先人たちの底力 知恵泉「嫌われ者の極意 蒲生氏郷秀吉に”恐れられた男”」タイトルは長いけれど、先週の「本多正信」に続いて面白かった。
戦国武将といえども組織人でもあり、上司によって自分の運命も翻弄されてしまうのは、400年たった今と同じであることに驚きます。
「運命の分岐点」は信長の死、『本能寺の変』でしょう。秀吉ではなく、信長が生きていればもっと重用され、「歴史に埋もれた武将」ではなかったかもしれません。
(とはいえ、氏郷は1595年に39歳で亡くなっているので、天下をとるまでにはならなかったでしょう)
「秀吉」は天下取りをほぼ成し遂げたにもかかわらず、「秀頼」を跡取りにすることだけが最優先になり、自分亡き後の構想が今一つ弱かったのではないか、と思うのです。弟秀長が病死、甥の秀次には切腹、幼少の秀頼を支える人物が「前田利家」(すぐ亡くなるし)だけでは足りなかった。
ドラマでの情報を収集すると、主力の武将たちが朝鮮に出兵、その後の褒美のなさ(っていうか勝ってないし、朝鮮だし)と行ったものが「損」をした感が不満を募らせ、皆に嫌われていた「石田三成」が豊臣家の後を担ったのが悪かった。
三成後の「大野治長」も武断派な感じではなさそうだし。
正室の高台院(ねね)が、豊臣家の天下取りには興味を示さなかったのもマイナスでした。
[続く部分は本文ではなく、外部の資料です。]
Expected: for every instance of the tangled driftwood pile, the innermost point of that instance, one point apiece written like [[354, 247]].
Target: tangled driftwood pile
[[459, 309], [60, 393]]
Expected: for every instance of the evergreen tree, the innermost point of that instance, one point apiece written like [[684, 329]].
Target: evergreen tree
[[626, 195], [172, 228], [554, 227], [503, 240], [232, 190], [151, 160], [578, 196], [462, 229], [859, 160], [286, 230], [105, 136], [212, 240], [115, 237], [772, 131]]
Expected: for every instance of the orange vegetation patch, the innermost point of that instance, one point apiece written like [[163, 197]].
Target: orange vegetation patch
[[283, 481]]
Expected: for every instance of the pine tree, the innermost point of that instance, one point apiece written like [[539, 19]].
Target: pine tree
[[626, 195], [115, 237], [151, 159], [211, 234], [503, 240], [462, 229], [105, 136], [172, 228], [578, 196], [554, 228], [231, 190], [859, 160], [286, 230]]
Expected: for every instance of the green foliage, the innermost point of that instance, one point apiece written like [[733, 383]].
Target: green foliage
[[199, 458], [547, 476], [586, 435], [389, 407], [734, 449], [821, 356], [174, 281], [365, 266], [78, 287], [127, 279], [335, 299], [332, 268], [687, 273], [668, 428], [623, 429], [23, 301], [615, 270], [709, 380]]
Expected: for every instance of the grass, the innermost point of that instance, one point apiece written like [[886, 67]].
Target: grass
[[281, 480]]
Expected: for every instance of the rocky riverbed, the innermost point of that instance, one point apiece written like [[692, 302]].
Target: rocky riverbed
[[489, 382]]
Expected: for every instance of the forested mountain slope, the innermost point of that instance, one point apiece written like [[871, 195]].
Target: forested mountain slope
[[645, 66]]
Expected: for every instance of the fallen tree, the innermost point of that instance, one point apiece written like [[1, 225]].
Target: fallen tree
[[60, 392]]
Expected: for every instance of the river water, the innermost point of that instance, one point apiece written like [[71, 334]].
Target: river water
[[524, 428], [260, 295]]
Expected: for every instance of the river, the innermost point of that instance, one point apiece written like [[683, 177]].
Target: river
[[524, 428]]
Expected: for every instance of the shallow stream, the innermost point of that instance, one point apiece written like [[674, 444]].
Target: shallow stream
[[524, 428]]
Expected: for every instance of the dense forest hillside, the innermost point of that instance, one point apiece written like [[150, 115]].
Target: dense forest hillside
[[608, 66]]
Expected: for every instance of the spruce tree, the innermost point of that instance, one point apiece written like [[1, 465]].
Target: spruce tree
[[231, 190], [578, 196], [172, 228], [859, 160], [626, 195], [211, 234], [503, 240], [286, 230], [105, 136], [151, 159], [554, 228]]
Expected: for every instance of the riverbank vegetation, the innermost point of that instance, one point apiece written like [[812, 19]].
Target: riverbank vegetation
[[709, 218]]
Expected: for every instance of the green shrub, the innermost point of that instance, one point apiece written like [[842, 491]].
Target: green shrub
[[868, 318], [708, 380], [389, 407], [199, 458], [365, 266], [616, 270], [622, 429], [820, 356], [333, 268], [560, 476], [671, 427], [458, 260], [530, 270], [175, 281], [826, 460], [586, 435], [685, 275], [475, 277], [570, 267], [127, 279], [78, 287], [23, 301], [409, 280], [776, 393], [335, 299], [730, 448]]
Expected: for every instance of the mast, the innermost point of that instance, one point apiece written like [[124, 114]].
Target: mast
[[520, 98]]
(ある意味この高台院が「関ヶ原の戦い」の勝負を決めた、という人もいるくらい)
で、何が言いたいかというと、秀吉は徹底的にできる武将(武力と知力を兼ね備えた)を「側近」におくことはしなかった、ということです。
自分を振り返り、「できるヤツは『天下を取りにくる』、つまり自分の敵になる」と思っていたのではないでしょうか。
黒田官兵衛しかり、です。
一代で大きくなった会社を息子に継がせたくて、優秀な部下を地方に転勤させ、本社が手薄、後継ぎは育ち切らないまま結局本丸から崩れてゆく構図です。
ともかく蒲生氏郷は、「会津」(その前は伊勢松ヶ島)に転勤させられ、しかし、実力をいかんなく発揮、「支社」を発展させることに尽力、見事にその目的は達成されたのです。
上司に嫌われたら部下の心を掌握することを目指し、(嫌われている上司)の要求に応える。
組織で生きてゆく上で「使命」を果たすには家臣に好かれ、家臣が自分のために必死で働き結果を出す、そのことを理解していた氏郷。
そのために部下へのもてなしに風呂をたく、酒を注ぐ。
部下への褒賞を自分たちだけで話し合い、決めさせるなんて、平等性と公平性、何より民主的な先見性に驚かされます。
与えられたものではなく、あるもので何ができるかを工夫をした人です。
そして会津の地を「漆器」「酒づくり」等の基盤を作り、北の伊達家ににらみをきかせることのできるしっかりとした「国」をつくったのです。
ほうびだけ与えても情がなければうまくいかない。情だけでほうびがなくてもいけない。実利と情はどちらも必要である。
この言葉なんて、現代の私たちにも一分の隙もなく当てはまります。
「できた上司」としての名声をもう少しとどろかせてもいい、と思った「蒲生氏郷」でした。